Is Power Hour going to be similar in intensity/toughness as MIS? I am currently doing upper body of MIS and PS SLA on alternate days, in addition to cardio/running. I really like this routine as I can do both upper and lower several times per week. I like the sound of the new slow & heavy series, but don't know if I have the time to get each body part in at least twice a week.

I have heard that Power Hour may be similar to body pump, which I am not familiar with.

Thanks for any info you can provide.

Sandra
 
Hi Sandra! Hope you are doing well.

I will give you a fairly detailed description of Power Hour to provide you with a better understanding of the workout. Power Hour is a total body workout which strongly promotes muscular endurance. You will have 10 songs, each ranging from 4 to 7 minutes and each targeting a major muscle group. The muscle group that is targeted in each song will be worked non-stop for the duration of the song (well, okay maybe a 10 second break here and there ;-))and will utilize various rep styles that compliment the feeling of the music. Since you will be doing so many reps, your weight selection will have to be lower than what you would typically pick up for a workout that works in a fashion of 3 sets of 10 to 12 reps. For example: If you normally curl with a 25 pound barbell for 3 sets of 12 in a typical weight training workout, in Power Hour you would probably use around 12 pounds on your barbell and and curl for about 5 minutes non-stop.
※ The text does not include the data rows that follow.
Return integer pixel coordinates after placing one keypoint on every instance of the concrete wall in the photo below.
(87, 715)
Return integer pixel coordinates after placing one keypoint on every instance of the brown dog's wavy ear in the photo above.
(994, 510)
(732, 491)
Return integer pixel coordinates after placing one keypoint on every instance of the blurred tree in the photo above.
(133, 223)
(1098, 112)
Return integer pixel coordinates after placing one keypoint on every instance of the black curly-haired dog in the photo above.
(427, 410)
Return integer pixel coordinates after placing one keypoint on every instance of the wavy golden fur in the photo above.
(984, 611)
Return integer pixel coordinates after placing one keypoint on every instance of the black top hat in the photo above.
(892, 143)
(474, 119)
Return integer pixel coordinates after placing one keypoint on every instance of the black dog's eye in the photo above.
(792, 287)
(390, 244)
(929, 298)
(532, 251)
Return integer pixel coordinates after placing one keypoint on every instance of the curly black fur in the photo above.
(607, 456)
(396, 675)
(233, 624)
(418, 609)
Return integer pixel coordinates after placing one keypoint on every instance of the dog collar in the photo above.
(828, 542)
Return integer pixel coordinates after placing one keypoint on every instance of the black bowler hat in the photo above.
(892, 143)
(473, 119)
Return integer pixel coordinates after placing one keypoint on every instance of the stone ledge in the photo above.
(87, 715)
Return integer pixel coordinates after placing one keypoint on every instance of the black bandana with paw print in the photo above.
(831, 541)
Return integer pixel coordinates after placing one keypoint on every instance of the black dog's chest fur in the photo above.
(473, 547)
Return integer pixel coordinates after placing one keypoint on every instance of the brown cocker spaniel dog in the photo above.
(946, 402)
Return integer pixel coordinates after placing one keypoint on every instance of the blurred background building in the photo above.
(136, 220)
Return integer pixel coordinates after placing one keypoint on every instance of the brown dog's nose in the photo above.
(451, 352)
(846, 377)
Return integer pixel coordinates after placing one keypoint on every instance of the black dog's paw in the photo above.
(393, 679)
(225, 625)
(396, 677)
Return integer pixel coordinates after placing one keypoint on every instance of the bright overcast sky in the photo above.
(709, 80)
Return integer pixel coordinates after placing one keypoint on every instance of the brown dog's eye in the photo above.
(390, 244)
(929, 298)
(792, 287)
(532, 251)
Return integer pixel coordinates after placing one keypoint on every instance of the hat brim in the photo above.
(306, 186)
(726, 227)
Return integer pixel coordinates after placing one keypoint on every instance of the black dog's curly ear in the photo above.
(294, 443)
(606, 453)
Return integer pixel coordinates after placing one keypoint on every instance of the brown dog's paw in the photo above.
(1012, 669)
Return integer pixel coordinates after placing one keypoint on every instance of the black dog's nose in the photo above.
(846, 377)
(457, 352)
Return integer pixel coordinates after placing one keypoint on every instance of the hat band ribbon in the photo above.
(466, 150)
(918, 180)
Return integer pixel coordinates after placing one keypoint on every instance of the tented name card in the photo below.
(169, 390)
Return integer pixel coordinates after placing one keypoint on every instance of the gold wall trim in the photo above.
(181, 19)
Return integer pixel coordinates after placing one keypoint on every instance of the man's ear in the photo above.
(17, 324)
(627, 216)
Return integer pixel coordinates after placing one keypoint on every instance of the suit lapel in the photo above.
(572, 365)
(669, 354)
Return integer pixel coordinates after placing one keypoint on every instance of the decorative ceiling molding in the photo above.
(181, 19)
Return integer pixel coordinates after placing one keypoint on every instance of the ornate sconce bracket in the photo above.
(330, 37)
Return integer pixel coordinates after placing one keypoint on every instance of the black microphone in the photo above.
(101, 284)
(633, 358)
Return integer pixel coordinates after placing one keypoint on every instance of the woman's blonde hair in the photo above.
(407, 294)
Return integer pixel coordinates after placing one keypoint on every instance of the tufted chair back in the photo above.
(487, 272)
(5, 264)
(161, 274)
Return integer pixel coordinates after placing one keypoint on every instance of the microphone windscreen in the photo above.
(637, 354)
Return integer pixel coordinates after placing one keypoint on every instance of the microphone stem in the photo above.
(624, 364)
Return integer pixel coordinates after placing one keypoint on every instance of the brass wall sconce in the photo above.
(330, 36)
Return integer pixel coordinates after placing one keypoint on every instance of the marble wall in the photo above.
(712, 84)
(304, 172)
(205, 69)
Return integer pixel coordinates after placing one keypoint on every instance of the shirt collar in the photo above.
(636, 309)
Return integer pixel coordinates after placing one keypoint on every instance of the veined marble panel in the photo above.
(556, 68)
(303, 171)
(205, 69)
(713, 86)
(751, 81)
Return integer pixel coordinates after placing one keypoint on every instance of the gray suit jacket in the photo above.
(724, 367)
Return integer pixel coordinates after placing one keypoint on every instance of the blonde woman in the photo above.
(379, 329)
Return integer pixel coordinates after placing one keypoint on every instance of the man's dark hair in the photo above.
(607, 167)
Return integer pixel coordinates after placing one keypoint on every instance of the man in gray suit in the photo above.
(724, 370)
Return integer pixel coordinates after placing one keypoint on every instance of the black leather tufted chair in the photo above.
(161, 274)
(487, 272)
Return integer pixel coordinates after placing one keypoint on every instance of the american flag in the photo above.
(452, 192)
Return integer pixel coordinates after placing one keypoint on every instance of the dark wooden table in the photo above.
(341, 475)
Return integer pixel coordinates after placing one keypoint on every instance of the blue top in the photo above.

Here is the format of Power Hour:

Warm up
Legs/Squats
Chest
Back
Legs/Lunges
Shoulders
Biceps
Triceps
Abs
Stretch

If you have any further questions please ask :)!
 
Cathe-- (I'll butt in!)
WOOOHOOOO!!!! That sounds fantastic--just what I am interested in right now. Can't wait for the DVD's :)
Happy filming!
Wendy
 
Thanks Cathe!
I appreciate your in-depth response. The video sounds perfect for what I am looking for - mind you, so do the Slow & Heavy series, the more I think about it ;-).
You're the greatest; my 3 kids know I always do my weight training with Cathe - you're a very familiar face in my living room!
I look forward to your new releases.
Best wishes,
Sandra
 
Dear Cathe:

Can you clarify this a little bit more for me. Is this an aerobic workout as well as a weight workout with high repetitions and low weights? Will there be some aerobic type step or dancing in parts? I am also confused by what you said about the barbell. The base of my barbell is five feet long and weighs 18 pounds. When using a heavier weight I have always brought it up by adding weight plates (23lbs, 28lbs or 33 lbs). Are you saying I would probably need to use a lighter body bar or such to do the repetitions.

Rhonda
 
Hi Rhonda! This workout is strictly a muscular endurance workout. You will get your heart rate up throughout the workout but since we stop after each song to change our weight, the aerobic benefits are not continuous. There is no step aerobics or dancing of any kind in the workout.

Let me clarify my barbell comment. When I referred to using a 25 pound barbell, I meant loading a barbell with plates to add up to a total 25 pound total. Your barbell will be fine for the workout. A little tip for you though is that since your barbell already weighs 18 pounds, you may want to warm up with your barbell only (no plates) since we will be suggesting a warm up weight of 18 to 20 pounds. Hope this clarifies things. :)!